DLF recorded over 98 per cent collection in office rentals
The commercial real estate market is coming back to life after the severe blow it received during the prolonged nationwide lockdown. With offices opening slowly and renewed demand from growing sectors like e-commerce, developers are beginning to register commercial rentals and leasing fees again.
Sample this: Real estate major DLF reported over 98 per cent recovery in office rentals in the July-September quarter. It raked in Rs 720 crore in total, nine per cent higher than the previous quarter, with Rs 670 crore from office rentals. During the quarter, it signed a pre-leasing agreement of 770,000 square feet with Standard Chartered GBS in Chennai for setting up its largest campus globally. And, with the addition of Cyber Park in Gurugram, it now expects up to Rs 400 crore in additional revenue.
To further fuel its investment plans, DLF has secured its largest funding of Rs 2,400 crore from SBI.
While the long-term impact of ‘work from home’ is yet to be assessed, spacing out of existing offices will help its performance, the management informed DLF’s investors. In the retail space, all malls in key metros, except in Mumbai, are operational now. While retail footfall ranges between 35-40 per cent, per capita spending has gone up significantly.
According to Ashok Tyagi, director of DLF, the firm is now gearing up to launch a real estate investment trust (REIT) for the rental business. Its rental arm DLF Cyber City Developers is structuring its REIT in a 2:1 partnership with Singapore’s sovereign fund GIC by early 2022.
Others, like Uddhav Poddar, managing director of Bhumika Group, said the recovery in the commercial real estate market has been beyond expectations. The group, which has two major projects in Udaipur, witnessed rentals shoot up to 75 per cent of pre-Covid levels by September. “During the initial months, activities in the leasing market came to a standstill just like in construction. But as cities opened up from June, the recovery has been steady,” said Poddar.
“The markets in Noida and Ghaziabad were growing faster before the pandemic, as real estate is cheaper and potential for this region to become an alternative to Gurugram is very high. Since work for the Jewar Airport (on Yamuna Expressway) has begun, both land acquisition and construction activities have picked pace. While initial restrictions had hampered business, most of our projects have went back to pre-Covid levels,” said Manoj Gaur, MD of Gaur Group.
According to Niranjan Hiranandani, president, Assocham and Naredco, the Reserve Bank of India’s decision to open the window for restructuring loans to companies, individuals and MSMEs under mandated safeguards has been a big boost for the liquidity-strapped industry.
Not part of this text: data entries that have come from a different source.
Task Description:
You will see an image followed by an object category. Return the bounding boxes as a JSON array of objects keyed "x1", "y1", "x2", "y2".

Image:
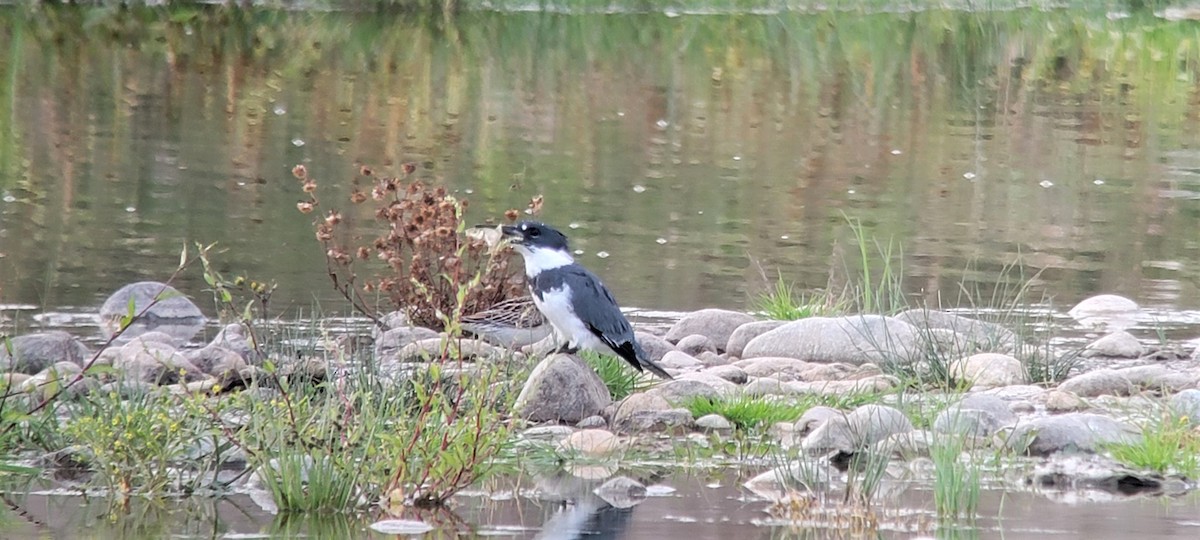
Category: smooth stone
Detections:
[
  {"x1": 634, "y1": 331, "x2": 676, "y2": 362},
  {"x1": 1171, "y1": 389, "x2": 1200, "y2": 426},
  {"x1": 793, "y1": 406, "x2": 846, "y2": 437},
  {"x1": 696, "y1": 414, "x2": 733, "y2": 431},
  {"x1": 658, "y1": 350, "x2": 704, "y2": 371},
  {"x1": 1117, "y1": 364, "x2": 1200, "y2": 394},
  {"x1": 950, "y1": 353, "x2": 1025, "y2": 390},
  {"x1": 374, "y1": 326, "x2": 440, "y2": 362},
  {"x1": 1067, "y1": 294, "x2": 1141, "y2": 320},
  {"x1": 613, "y1": 409, "x2": 695, "y2": 433},
  {"x1": 725, "y1": 320, "x2": 788, "y2": 358},
  {"x1": 112, "y1": 338, "x2": 206, "y2": 385},
  {"x1": 1082, "y1": 330, "x2": 1146, "y2": 358},
  {"x1": 982, "y1": 384, "x2": 1046, "y2": 401},
  {"x1": 676, "y1": 334, "x2": 716, "y2": 356},
  {"x1": 1002, "y1": 413, "x2": 1138, "y2": 456},
  {"x1": 700, "y1": 365, "x2": 750, "y2": 384},
  {"x1": 514, "y1": 354, "x2": 612, "y2": 424},
  {"x1": 184, "y1": 344, "x2": 250, "y2": 377},
  {"x1": 558, "y1": 430, "x2": 622, "y2": 457},
  {"x1": 0, "y1": 330, "x2": 91, "y2": 374},
  {"x1": 1045, "y1": 389, "x2": 1087, "y2": 413},
  {"x1": 784, "y1": 376, "x2": 900, "y2": 396},
  {"x1": 592, "y1": 476, "x2": 646, "y2": 509},
  {"x1": 575, "y1": 414, "x2": 608, "y2": 430},
  {"x1": 800, "y1": 404, "x2": 913, "y2": 454},
  {"x1": 743, "y1": 314, "x2": 920, "y2": 365},
  {"x1": 521, "y1": 425, "x2": 576, "y2": 443},
  {"x1": 647, "y1": 379, "x2": 721, "y2": 406},
  {"x1": 934, "y1": 407, "x2": 1012, "y2": 437},
  {"x1": 393, "y1": 337, "x2": 521, "y2": 364},
  {"x1": 1058, "y1": 368, "x2": 1138, "y2": 397},
  {"x1": 895, "y1": 308, "x2": 1019, "y2": 355},
  {"x1": 676, "y1": 372, "x2": 742, "y2": 397},
  {"x1": 664, "y1": 310, "x2": 754, "y2": 347},
  {"x1": 100, "y1": 281, "x2": 208, "y2": 343}
]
A flexible repayment scheme under the new resolution framework will bring much-needed relief to developers and further help them in resuming operations smoothly.
While mid-segment hotels and leisure segments, which form a large chunk of rentals for smaller developers, continues to suffer. Mandeep Lamba, president-South Asia, HVS Anarock, expects them to lead the recovery in the overall hospitality sector in the coming quarters.
According to experts, some of the transformations that offices now need to undergo will improve prospects for developers. Start-ups that are coming up due to the disruptions will create more demand. Further, demand from leaders in the e-commerce and data centre markets continues to grow with heightened demand for online purchases, cloud computing and over-the-top segments. While e-commerce giant Amazon added a 1.2 million sq ft fulfilment centre in October, Flipkart is planning to build an additional centre in Haryana.